Небольшой деревянный православный храм, в котором служил отец Виктор, находится на окраине города Карсавы. Он был перестроен из большой деревенской избы – сруба, украшен колокольней с лемеховым покрытием. С 1995 года и по 2002 сюда в несколько смен приезжала воскресная школа прихода храм Успения в Печатниках, а позже дети и педагоги Преображенского братства.
Эти лагеря возникли не вдруг, а после большого паломничества Преображенского братства в 1995 году по маршруту Псков – Великий Новгород — Карсава, в котором было более 300 участников. По всем дорогам этого духовного путешествия шли вместе о. Георгий Кочетков, архимандрит Виктор (Мамонтов), архимандрит Зинон (Теодор), отец Иоанн Привалов.
О. Виктор говорил о том, как важна общинность в наши дни для возрождения Церкви – быть вместе и на одно, что это и есть природа Церкви и единственное условие совершения главного ее служения – Евхаристии. Благодаря ему во многих городах Латвии началось просвещение людей, приходящих в Церковь: в самой Карсаве, Резекне, Лудзе, Риге, Саулкрастах. Лиепае, Вилике, и везде появлялись общины людей, близких по духу, готовых отдавать свои силы, таланты, но в первую очередь сердце для служения Богу и Его Церкви. С 1995 и по 2000 год делу просвещения помогали братья — катехизаторы из Москвы, со временем «выросли» и свои братья и сестры, готовые понести это служение. Постепенно в Латвии собирались общины, которые тоже поддерживали наши лагеря и сами принимали в них участие.
В своих проповедях отец Виктор приводил такой образ общинной жизни, который был понятен даже детям: люди подобны камушкам, у каждого свои острые углы и шероховатости. Если такой камушек останется один, он не изменится, а если он будет постоянно находиться в соприкосновении с другими, такими же несовершенными, то в итоге они вместе превратятся в прекрасные обкатанные галечки, которые всех привлекают, и их хочется взять себе на память.
За батюшкой стоял духовный опыт его учителей, о которых он рассказывал и взрослым, и детям.
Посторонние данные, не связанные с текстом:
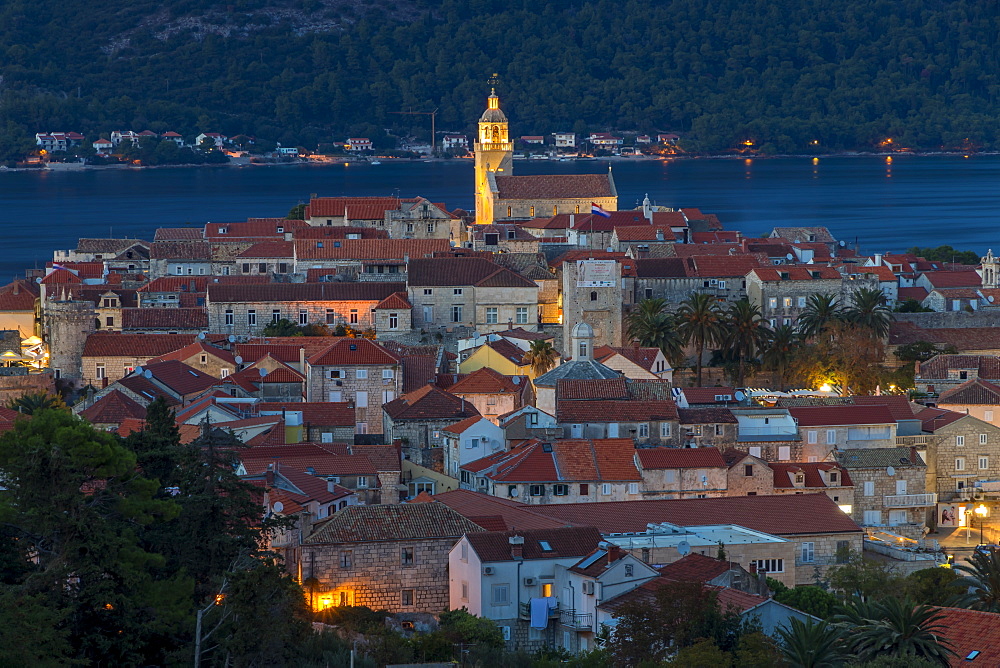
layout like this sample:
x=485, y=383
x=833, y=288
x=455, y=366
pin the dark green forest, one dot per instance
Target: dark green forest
x=844, y=74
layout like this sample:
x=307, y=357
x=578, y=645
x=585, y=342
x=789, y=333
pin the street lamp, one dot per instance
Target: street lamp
x=982, y=511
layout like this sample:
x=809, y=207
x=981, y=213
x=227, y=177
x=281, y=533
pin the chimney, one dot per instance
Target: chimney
x=516, y=547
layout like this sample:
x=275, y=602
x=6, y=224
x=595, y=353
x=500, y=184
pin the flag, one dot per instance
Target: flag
x=596, y=210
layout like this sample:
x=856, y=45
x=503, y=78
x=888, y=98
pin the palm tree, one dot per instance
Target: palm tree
x=33, y=402
x=869, y=311
x=653, y=325
x=699, y=322
x=894, y=627
x=820, y=310
x=812, y=644
x=982, y=577
x=541, y=356
x=780, y=352
x=744, y=335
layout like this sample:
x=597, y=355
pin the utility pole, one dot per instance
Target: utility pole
x=433, y=115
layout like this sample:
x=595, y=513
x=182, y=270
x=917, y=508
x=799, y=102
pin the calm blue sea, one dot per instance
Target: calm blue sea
x=926, y=200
Это три подвижника веры, — схиархимандрит Косма (Смирнов) 1885-1968, архимандрит Таврион (Батозский) 1898 — 1978 и архимандрит Серафим (Тяпочкин) 1894 — 1982, двух из которых о. Виктор знал лично, и о которых написал замечательную книгу «Сердце пустыни».
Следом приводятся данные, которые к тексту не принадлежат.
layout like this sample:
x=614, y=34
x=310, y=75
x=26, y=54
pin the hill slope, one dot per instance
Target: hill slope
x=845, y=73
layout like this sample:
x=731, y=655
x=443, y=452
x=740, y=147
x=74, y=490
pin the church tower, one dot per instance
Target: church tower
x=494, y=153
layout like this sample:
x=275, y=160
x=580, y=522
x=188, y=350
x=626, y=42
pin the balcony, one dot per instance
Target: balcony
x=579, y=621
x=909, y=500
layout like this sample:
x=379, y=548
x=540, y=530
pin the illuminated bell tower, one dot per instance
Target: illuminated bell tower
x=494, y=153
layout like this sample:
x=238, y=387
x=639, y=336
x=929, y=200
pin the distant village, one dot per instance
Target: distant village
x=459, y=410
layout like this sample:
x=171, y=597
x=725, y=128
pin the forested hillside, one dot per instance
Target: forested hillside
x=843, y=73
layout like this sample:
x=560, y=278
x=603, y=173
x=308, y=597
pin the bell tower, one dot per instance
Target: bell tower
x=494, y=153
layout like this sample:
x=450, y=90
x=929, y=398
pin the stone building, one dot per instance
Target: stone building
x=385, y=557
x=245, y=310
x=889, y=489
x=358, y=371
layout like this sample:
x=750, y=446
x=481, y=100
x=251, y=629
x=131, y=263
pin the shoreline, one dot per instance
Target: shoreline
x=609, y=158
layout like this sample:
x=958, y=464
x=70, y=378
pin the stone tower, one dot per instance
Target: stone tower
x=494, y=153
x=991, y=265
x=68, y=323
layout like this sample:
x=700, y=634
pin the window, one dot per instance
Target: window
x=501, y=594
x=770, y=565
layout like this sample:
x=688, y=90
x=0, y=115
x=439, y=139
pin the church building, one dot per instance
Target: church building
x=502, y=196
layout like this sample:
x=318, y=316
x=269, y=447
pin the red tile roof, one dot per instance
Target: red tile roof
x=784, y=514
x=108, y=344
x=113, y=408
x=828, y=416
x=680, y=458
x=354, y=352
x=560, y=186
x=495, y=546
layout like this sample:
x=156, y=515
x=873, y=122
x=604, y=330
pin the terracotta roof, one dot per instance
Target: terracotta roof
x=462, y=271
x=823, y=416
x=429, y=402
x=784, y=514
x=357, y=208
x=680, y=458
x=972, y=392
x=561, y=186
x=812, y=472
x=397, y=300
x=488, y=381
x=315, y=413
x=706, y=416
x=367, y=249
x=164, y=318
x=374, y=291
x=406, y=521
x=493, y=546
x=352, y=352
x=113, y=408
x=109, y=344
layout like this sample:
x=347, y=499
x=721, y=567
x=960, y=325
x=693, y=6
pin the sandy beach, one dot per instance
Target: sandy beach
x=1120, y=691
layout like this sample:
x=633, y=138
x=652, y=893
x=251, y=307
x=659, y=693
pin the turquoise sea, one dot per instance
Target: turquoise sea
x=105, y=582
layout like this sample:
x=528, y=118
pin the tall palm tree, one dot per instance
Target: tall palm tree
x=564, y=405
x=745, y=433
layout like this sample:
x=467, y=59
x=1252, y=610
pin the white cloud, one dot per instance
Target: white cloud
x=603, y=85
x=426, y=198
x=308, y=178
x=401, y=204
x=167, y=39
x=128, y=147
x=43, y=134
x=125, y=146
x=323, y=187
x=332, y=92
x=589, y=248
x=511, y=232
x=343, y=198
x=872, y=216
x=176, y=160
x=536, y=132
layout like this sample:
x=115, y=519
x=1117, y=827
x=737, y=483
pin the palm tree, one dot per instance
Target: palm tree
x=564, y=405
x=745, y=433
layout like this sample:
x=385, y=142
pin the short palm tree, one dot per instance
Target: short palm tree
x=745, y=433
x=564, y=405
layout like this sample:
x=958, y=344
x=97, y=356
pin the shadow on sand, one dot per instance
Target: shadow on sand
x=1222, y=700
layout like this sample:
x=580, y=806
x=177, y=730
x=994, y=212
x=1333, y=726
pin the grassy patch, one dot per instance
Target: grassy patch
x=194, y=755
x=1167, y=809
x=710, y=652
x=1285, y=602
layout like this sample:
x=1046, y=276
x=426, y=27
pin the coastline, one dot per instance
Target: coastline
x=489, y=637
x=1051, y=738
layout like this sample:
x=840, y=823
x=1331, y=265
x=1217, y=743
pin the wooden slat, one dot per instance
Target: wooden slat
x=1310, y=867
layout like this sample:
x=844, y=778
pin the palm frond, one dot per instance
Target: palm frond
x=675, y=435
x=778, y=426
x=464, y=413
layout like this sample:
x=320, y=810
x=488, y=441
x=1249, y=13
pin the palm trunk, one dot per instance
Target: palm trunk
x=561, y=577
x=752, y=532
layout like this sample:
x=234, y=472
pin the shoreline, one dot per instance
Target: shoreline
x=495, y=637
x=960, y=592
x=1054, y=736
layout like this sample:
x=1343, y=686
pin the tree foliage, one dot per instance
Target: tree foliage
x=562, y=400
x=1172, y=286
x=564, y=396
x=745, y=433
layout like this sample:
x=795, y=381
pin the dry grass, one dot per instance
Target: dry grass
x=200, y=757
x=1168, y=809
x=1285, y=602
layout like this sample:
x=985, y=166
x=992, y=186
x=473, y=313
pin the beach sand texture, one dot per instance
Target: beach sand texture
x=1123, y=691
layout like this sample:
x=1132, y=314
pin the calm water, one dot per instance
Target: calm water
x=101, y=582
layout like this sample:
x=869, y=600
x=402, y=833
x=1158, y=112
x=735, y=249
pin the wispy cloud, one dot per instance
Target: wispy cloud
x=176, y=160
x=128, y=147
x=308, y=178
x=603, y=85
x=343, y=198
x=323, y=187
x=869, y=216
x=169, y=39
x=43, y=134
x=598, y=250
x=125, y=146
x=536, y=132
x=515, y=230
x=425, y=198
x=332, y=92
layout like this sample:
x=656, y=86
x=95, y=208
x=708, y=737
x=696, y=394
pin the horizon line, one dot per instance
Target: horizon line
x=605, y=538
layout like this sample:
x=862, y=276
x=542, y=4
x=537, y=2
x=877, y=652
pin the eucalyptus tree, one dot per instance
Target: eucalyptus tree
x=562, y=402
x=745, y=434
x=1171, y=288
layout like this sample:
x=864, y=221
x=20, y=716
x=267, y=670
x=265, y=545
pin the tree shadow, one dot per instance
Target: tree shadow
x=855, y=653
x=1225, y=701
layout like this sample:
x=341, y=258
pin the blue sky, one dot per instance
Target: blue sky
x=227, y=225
Все трое жили в эпоху жестких гонений на Церковь от безбожной советской власти, прошли через десятилетия гулаговских лагерей и ссылок. Это настоящие исповедники веры, которые в тяжких испытаниях не просто сохранили, но приумножили веру, а с ней и внутреннюю свободу, любовь к Христу и людям. Главной своей задачей они ставили собирание и созидание Церкви, и Господь содействовал им в любых условиях.
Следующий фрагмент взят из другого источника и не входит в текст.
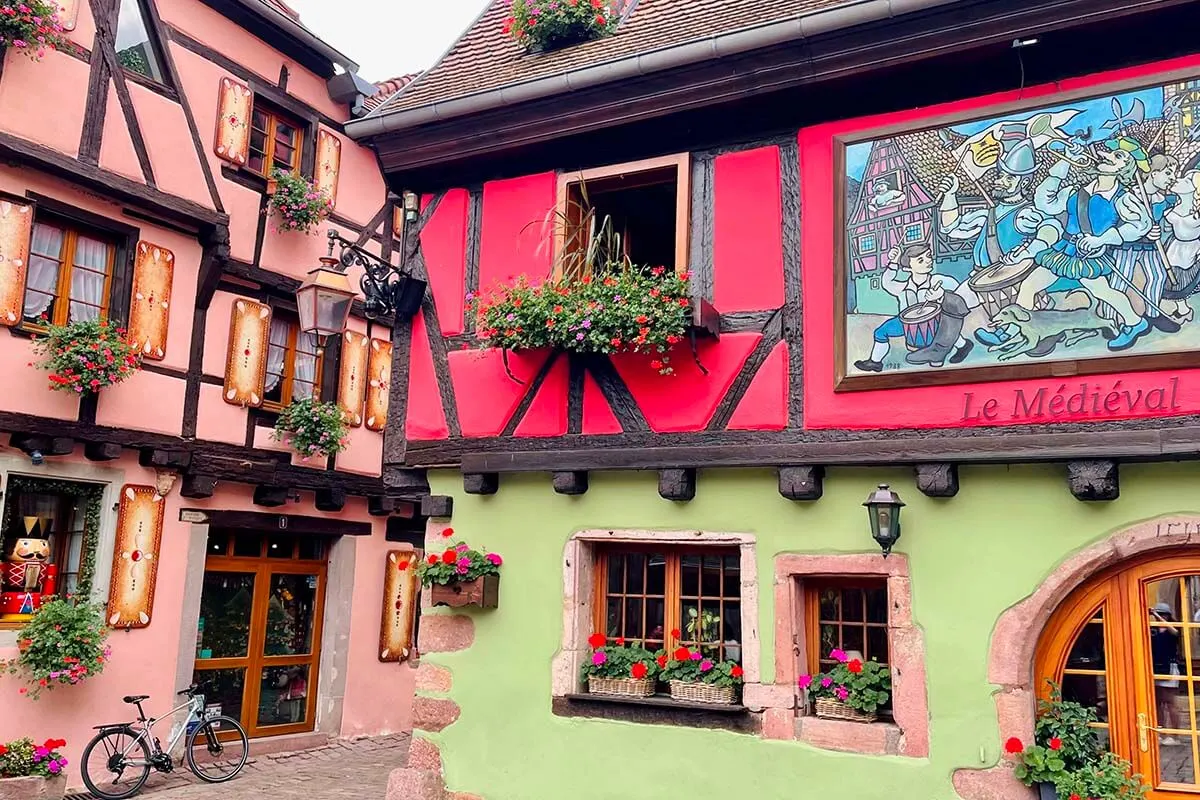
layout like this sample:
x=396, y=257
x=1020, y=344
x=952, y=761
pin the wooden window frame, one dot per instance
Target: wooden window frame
x=672, y=596
x=287, y=379
x=617, y=174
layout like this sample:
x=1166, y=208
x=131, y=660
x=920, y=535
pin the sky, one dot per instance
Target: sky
x=389, y=37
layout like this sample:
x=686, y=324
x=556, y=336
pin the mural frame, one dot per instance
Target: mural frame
x=1123, y=362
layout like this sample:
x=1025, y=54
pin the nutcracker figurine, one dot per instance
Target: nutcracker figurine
x=27, y=575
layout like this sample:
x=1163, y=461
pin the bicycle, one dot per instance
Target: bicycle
x=130, y=749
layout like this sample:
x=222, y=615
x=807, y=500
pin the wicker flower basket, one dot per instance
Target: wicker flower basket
x=621, y=686
x=702, y=692
x=828, y=709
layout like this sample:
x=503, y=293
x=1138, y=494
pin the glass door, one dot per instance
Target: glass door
x=258, y=638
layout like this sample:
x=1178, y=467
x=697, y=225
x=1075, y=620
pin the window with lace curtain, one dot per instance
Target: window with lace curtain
x=70, y=275
x=293, y=365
Тема мученичества и исповедничества святых людей в ХХ веке и трагедия тех, кто попал в жернова тоталитарной системы, была близка о. Виктору, его отец Авраам Никитич Мамонтов (1899 – 1943) тоже был репрессирован и умер в лагере в 1943 году. Тяготы системы испытал на себе и сам о. Виктор. И только благодаря покровительству митрополита Леонида (Полякова) он, как и схиархимандрит Косма и архимандрит Таврион, смог осуществлять свое священническое служение.
Отец Виктор говорил: «Человек таит в себе жажду общения, без которого не может жить … Эта жажда особой природы: человек жаждет общения с Богом. Но и сам человек, и Бог хочет для человека чего-то еще – общения с другим человеком. Адам был не один, с Богом, а Бог, тем не менее, сказал: “Не хорошо быть человеку одному”». Это о Церкви, в которой самое главное – общение и служение людей, собранных Христом, верных Ему до конца.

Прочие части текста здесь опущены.